During the industrial revolution, several technologies were created and implemented in society. Advances in printing, with more efficient press machines, made room for comics in newspapers. A little later, at the end of the 19th century, the first video camera was developed by the Lumiére brothers, who started cinema.
Like any new technology, it was also necessary to develop a new language. The comics, at the beginning, were linked to cultural advancement, with caricatures and cartoons, later being adapted for the comic strips we know today. Subsequently, comic books also began to be successful.
Cinema, contrary to what we see today, started with the scientific purpose of registering reality and not fiction. The first recordings with the camera captured everyday scenes. With the emergence of mass culture, from the second half of the 20th century, cinema became the 7th art, joining the cultural ties already present in comics.
At that moment, the two languages begin to intertwine.
Among the main similarities between the two is the way in which the reader and viewer see the image. For example, the different frameworks (such as the open and medium plan) are common to both languages. When the scenario needs to be shown and contextualized, the open plan is used; when the character must be highlighted, the use of the medium plane is more appropriate.
The positioning of the camera, such as the top-down or bottom-up view (plongée and contaplongée), are used to connote the superiority or inferiority of the characters. The technique started to be used almost at the same time by both languages.
As both cinema and comics aim to tell a story, the concept of temporal ellipses (passage of time in the narrative) emerged at that time, in its variety of techniques.
Other techniques are also common to cinema and comics, such as the effect of depth of field and lighting of the characters.
Despite the similarities, the two languages have different formats.

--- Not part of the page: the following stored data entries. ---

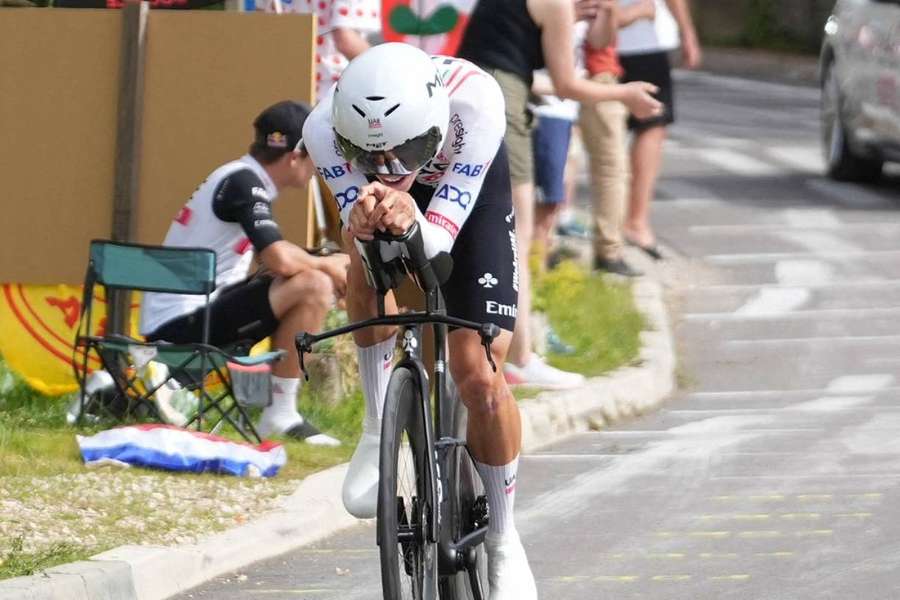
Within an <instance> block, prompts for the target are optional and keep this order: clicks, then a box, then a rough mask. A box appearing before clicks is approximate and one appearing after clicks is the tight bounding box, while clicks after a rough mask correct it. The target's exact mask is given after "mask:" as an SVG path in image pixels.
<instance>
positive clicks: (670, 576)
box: [650, 575, 691, 581]
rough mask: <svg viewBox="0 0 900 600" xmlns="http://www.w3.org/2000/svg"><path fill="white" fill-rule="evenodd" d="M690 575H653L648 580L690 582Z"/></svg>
mask: <svg viewBox="0 0 900 600" xmlns="http://www.w3.org/2000/svg"><path fill="white" fill-rule="evenodd" d="M690 578H691V576H690V575H654V576H653V577H651V578H650V580H651V581H688V580H690Z"/></svg>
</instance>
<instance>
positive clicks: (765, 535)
mask: <svg viewBox="0 0 900 600" xmlns="http://www.w3.org/2000/svg"><path fill="white" fill-rule="evenodd" d="M783 535H784V534H783V533H782V532H780V531H776V530H773V529H770V530H763V531H741V532H739V533H738V537H741V538H773V537H781V536H783Z"/></svg>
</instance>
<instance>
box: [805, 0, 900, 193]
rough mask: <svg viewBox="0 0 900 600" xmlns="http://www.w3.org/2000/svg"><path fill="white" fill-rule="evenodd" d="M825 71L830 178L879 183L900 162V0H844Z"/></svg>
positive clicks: (826, 62) (827, 54) (825, 120)
mask: <svg viewBox="0 0 900 600" xmlns="http://www.w3.org/2000/svg"><path fill="white" fill-rule="evenodd" d="M819 68H820V79H821V84H822V142H823V150H824V153H825V162H826V165H827V170H828V175H829V176H830V177H833V178H834V179H839V180H844V181H871V180H873V179H877V178H878V177H879V176H880V174H881V171H882V167H883V165H884V163H885V162H886V161H900V0H838V2H837V3H836V4H835V6H834V9H833V10H832V13H831V16H830V17H829V18H828V21H827V23H826V24H825V38H824V41H823V43H822V52H821V55H820V59H819Z"/></svg>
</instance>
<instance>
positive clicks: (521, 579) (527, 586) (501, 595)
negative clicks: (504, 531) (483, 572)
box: [484, 532, 537, 600]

The videos allow different montages of the order in which the images are shown, being possible to control the duration of the video and to use simultaneous stretches, for example. Comics are more spatially limited.

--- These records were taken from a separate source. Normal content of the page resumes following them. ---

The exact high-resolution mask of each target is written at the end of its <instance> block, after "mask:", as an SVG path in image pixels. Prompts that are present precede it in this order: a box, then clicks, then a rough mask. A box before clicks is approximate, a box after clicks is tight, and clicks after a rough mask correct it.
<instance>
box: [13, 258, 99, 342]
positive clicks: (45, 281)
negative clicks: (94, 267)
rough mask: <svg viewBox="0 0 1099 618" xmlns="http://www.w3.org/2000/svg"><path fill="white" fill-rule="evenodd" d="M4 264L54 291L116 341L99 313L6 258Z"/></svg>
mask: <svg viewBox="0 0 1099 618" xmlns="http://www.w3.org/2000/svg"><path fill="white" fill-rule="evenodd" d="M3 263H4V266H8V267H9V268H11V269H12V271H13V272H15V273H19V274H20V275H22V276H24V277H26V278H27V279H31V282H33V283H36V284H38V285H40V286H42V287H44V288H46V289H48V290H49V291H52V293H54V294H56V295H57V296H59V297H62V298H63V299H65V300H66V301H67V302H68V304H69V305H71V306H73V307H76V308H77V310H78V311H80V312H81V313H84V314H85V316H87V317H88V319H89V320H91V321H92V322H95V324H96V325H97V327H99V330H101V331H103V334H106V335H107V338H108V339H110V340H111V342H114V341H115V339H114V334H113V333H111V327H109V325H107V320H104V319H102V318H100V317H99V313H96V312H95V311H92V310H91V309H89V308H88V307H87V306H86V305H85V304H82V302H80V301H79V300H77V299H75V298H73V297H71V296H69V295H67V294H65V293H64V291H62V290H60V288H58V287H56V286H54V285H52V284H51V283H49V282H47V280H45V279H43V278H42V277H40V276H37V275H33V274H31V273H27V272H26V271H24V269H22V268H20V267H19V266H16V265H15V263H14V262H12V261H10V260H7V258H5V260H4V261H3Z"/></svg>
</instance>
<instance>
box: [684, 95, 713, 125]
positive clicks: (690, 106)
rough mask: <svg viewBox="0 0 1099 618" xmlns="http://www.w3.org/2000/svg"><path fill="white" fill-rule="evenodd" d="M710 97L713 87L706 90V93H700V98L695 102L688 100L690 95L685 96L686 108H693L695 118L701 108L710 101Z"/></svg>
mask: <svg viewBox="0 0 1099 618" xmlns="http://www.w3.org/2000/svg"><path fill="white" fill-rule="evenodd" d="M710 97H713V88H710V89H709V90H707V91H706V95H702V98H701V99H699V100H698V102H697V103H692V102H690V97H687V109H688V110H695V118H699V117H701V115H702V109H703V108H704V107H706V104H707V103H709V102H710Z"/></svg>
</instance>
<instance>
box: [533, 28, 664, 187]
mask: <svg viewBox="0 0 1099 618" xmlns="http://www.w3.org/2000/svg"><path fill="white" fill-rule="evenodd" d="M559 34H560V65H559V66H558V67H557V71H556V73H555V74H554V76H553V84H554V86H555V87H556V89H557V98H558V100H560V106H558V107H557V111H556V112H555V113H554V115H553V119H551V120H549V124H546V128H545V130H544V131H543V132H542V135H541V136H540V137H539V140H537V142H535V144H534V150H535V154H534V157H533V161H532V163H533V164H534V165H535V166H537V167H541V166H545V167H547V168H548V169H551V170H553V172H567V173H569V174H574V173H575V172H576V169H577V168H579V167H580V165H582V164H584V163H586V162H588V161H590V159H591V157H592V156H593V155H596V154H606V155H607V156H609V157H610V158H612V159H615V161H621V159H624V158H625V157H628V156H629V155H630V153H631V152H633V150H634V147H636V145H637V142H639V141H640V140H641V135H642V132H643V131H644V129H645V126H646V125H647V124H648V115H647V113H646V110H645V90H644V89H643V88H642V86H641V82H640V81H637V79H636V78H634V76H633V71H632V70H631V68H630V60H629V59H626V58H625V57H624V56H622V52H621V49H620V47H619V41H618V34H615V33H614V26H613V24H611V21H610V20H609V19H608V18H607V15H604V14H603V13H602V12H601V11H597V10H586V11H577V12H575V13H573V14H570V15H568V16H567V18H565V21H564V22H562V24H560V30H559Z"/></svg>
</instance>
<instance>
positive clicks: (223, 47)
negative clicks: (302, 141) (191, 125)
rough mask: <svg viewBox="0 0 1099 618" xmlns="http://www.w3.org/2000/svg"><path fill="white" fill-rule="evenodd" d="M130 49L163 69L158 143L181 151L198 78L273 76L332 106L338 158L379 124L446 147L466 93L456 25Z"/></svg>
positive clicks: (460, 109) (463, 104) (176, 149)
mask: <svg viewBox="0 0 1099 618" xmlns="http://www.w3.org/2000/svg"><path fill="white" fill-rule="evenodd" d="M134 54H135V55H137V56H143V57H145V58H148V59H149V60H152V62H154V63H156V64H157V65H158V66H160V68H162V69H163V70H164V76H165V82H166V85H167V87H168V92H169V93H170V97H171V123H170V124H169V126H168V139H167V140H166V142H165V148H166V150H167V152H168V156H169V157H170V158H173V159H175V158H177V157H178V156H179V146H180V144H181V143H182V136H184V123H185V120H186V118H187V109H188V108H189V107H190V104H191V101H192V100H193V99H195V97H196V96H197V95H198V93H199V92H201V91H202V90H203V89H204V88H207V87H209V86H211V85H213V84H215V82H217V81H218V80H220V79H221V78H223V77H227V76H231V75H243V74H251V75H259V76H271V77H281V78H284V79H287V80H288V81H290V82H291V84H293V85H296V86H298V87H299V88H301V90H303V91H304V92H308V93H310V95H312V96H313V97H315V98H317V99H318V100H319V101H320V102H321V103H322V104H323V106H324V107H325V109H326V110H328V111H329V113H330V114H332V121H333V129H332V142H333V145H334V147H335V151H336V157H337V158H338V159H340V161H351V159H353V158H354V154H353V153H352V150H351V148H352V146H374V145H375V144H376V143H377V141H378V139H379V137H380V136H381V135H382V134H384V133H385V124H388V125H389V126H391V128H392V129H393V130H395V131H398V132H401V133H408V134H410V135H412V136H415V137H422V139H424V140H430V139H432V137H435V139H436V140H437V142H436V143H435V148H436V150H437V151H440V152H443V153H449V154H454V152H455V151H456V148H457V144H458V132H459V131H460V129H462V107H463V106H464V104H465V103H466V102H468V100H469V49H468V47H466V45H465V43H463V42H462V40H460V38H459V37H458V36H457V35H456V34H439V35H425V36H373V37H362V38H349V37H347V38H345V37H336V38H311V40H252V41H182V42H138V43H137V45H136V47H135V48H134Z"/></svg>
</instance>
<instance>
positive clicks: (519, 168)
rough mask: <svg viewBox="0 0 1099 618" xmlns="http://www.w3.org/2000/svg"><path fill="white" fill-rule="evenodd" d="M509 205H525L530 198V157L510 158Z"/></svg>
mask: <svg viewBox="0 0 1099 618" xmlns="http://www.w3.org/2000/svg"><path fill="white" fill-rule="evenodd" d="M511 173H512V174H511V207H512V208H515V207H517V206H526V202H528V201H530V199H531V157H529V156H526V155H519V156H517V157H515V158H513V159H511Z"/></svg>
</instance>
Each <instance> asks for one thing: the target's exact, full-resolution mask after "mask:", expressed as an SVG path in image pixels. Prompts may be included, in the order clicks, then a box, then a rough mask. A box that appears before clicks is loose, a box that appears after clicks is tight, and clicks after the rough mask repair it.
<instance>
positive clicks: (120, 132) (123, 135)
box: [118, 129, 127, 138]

Most of the similarities between the two languages were developed in the same way because they were inspired by the same source, painting. Every art format is inspired by other formats. The most important influence of comics in the videos was inspiration. While the two languages were developed simultaneously, they inspired each other, as they continue to do.
Therefore, in the process of creating a video, it is important to draw inspiration from other sources, such as visual arts, painting, literature and comic books. This variety of references generates a repertoire for those who work with video production or would like to delve deeper into the hobby. Get inspired!